Alors pour une perte de balle cruelle de Lassana Diarra, un marquage un peu élastique de Guillaume Hoarau et de la fébrilité défensive, le nouveau mal Bleu récurrent, on a eu en échange de l'enthousiasme à l'image de M'Vila, énorme, ou de Ben Arfa, génial, et tout simplement du plaisir à voir ces garçons en prendre sur le terrain. Combien seront là le 3 septembre prochain pour le 1er match qualificatif de l'Euro 2012 face à la Biélorussie ? "Quelques uns", le sélectionneur l'a d'ores et déjà dit. Car si certains ont refusé de descendre du bus en juin dernier, hier soir d'autres ne se sont pas faits prier pour monter dans le train. Et du mélange des 2, bien triés sur le volet par le nouveau patron des Bleus, on pourrait à nouveau avoir des étoiles dans les yeux. En plus de celle qu'on a déjà sur le maillot.

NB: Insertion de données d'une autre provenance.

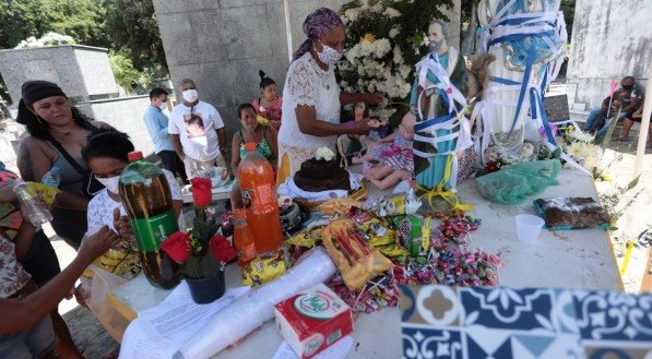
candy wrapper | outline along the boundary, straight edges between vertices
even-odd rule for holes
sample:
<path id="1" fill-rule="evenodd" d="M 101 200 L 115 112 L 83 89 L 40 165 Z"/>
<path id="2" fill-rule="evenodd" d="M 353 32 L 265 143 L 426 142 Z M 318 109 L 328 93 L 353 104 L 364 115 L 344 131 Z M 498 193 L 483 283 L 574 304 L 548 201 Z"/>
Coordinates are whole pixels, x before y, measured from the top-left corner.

On ne va pas monter Laurent Blanc en neige (et hop, encore un jeu de mots pour mes amis de "L'Equipe") mais en plus d'avoir retrouvé du jeu en équipe de France, ça fait du bien aussi d'avoir retrouvé un vrai sélectionneur.

Commentaires (1) Trackbacks (0)
  1. Au moins, on s’est remis à jouer au foot avec des joueurs qui ont plaisir à jouer.
    A noter que le roi de la boulette, Lassana Diarra, était un homme clé de Domenech, à qui il doit tout ou presque ( Sélectionné en bleu avec 7 matches en élite ! )
    De plus, est-il bien remis de sa maladie de juin, assez grave en fait ?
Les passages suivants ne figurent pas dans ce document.